This issue has been automatically converted from the original issue lists and some formatting may not have been preserved.
Authors: Clive D.W. Feather <clive@demon.net>, UK C Panel
Date: 2001-09-07
Submitted against: C99
Status: Closed
Cross-references: 0236, 0283
Converted from: summary-c99.htm, dr_257.htm
6.5.2.3#5 reads:
[#5] One special guarantee is made in order to simplify the use of unions: if a union contains several structures that share a common initial sequence (see below), and if the union object currently contains one of these structures, it is permitted to inspect the common initial part of any of them anywhere that a declaration of the complete type of the union is visible. Two structures share a common initial sequence if corresponding members have compatible types (and, for bit-fields, the same widths) for a sequence of one or more initial members.
Two possible reasons have been suggested for this rule.
The implementation may put padding between structure members. This rule is necessary to ensure that the common initial sequence uses the same padding in both places, so that the corresponding members occupy the same location.
If we consider part of the second example in 6.5.2.3#8:
struct t1 { int m; };
struct t2 { int m; };
int f(struct t1 * p1, struct t2 * p2)
{
if (p1->m < 0)
p2->m = -p2->m;
return p1->m;
}
the rule is necessary for an implementation to realize that p1
and p2
might refer the same location.
If (1) is the reason, then the example is a bad one because the two members are both at the start of their respective structures, and therefore are required to be at an offset of 0 from the start of the structure (and therefore of the union). It should be changed to use a member further along a common initial sequence.
On the other hand, the requirement is not actually very suitable. Consider the code:
struct t1 { int x; double y; char z; } s1;
struct t2 { int i; double q; unsigned long u; } s2;
void f1 (struct t1 *p) { p->y = sqrt ((double) p->x); }
void f2 (struct t2 *p) { p->q = sqrt ((double) p->i); }
union { struct t1 t1; struct t2 t2; } u;
// Followed by code using the common initial sequence property
The implementation might wish to use different padding in structures t1
and
t2
. It is prevented from doing so by the existence of the union, but a
one-pass compilation will not become aware of this until after compiling f1
and f2
. Therefore it will have to assume, when deciding the layout of the
structures, that there might be a union. Therefore the rule about a union type
being visible is useless.
If, on the other hand, (2) is the reason, then the wording does not address enough cases. For example, consider a version of the example in 6.5.2.3#8 where one member is signed and the other is unsigned.
struct t1 { signed int m; };
struct t2 { unsigned int m; };
int f(struct t1 * p1, struct t2 * p2)
{
if (p1->m > 0)
p2->m = p2->m * 2;
return p1->m;
}
There is no common initial sequence but nevertheless many of the same issues
apply. On the other hand, the correct way for a function such as f
to protect
itself against such aliasing is not to rely on the rule in 6.5.2.3#8, but rather
to use the restrict
qualifier.
I would suggest, therefore, that (2) is not a valid reason for the rule. As stated above, a corollary of this discussion is that the "union type must be visible" rule is useless.
Finally, one of the changes from C90 to C99 was to remove any restriction on accessing one member of a union when the last store was to a different one. The rationale was that the behaviour would then depend on the representations of the values. Since this point is often misunderstood, it might well be worth making it clear in the Standard.
To address point (1), in 6.5.2.3#8, second example, change the two structures to:
struct t1 { double d; int m; };
struct t2 { double d; int m; };
To address the wider point about visibility, change the first part of 6.5.2.3#5 to read:
[#5] One special guarantee is made in order to simplify the use of unions: if several structure types share a common initial sequence (see below), then corresponding members are required to lie at the same offset from the start of the union. Therefore if a union contains two or more such structures, the common initial part may be inspected using any of them, no matter which one was used to store the value.

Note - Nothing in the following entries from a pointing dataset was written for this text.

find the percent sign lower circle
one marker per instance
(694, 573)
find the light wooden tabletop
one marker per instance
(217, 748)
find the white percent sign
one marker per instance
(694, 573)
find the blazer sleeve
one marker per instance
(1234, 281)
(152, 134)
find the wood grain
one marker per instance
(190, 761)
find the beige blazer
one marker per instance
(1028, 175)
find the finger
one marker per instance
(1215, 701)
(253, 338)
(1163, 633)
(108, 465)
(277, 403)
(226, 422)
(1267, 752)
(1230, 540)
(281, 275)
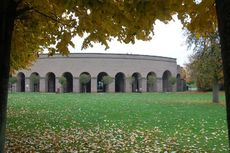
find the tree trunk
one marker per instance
(7, 16)
(223, 15)
(215, 90)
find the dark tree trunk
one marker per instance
(7, 16)
(223, 15)
(215, 90)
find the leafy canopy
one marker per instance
(52, 24)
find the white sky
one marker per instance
(168, 41)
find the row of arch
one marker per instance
(135, 82)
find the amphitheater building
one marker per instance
(127, 73)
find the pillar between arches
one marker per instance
(93, 84)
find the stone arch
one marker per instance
(35, 83)
(120, 82)
(178, 83)
(20, 82)
(151, 84)
(167, 86)
(69, 82)
(100, 86)
(87, 86)
(136, 82)
(50, 82)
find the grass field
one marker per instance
(147, 122)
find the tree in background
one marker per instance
(27, 27)
(84, 79)
(172, 80)
(106, 80)
(205, 65)
(63, 81)
(151, 81)
(12, 81)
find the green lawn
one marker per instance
(147, 122)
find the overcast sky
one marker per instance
(168, 41)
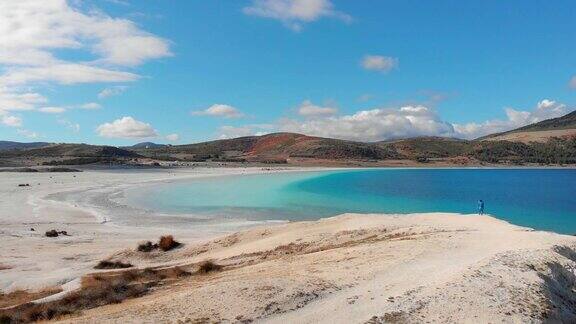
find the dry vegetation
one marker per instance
(21, 296)
(105, 264)
(96, 290)
(208, 266)
(165, 243)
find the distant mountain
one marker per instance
(565, 122)
(66, 154)
(73, 150)
(146, 145)
(297, 149)
(7, 145)
(561, 127)
(273, 148)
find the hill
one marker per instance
(65, 154)
(273, 148)
(561, 127)
(145, 145)
(8, 145)
(539, 143)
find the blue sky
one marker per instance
(120, 72)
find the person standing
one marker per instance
(481, 207)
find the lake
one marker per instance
(543, 199)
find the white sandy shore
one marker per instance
(440, 268)
(36, 261)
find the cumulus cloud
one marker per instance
(91, 106)
(64, 74)
(11, 100)
(32, 30)
(75, 127)
(11, 121)
(414, 120)
(379, 63)
(374, 125)
(27, 133)
(295, 13)
(111, 91)
(126, 127)
(310, 110)
(173, 137)
(219, 110)
(545, 109)
(33, 33)
(52, 110)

To address issues about "similar" types raised in point (2) above, change the second part of #5 to read:
Two structures share a common initial sequence if corresponding members have matching types for a sequence of one or more initial members. Two types, in turn, are matching if they are
- compatible types (and, for bit-fields, the same widths)
- signed and unsigned versions of the same integer type
- qualified or unqualified versions of matching types, or
- pointers to matching types.
To address the issue about "type punning", attach a new footnote 78a to the words "named member" in 6.5.2.3#3:
78a If the member used to access the contents of a union object is not the same as the member last used to store a value in the object, the appropriate part of the object representation of the value is reinterpreted as an object representation in the new type as described in 6.2.6 (a process sometimes called "type punning"). This might be a trap representation.
Note: all the above changes are independent of one another, depending on the committee's view of the issues.
Comment from WG14 on 2002-10-17:
The current rules are the result of extensive previous deliberations. The Committee does not see a defect here.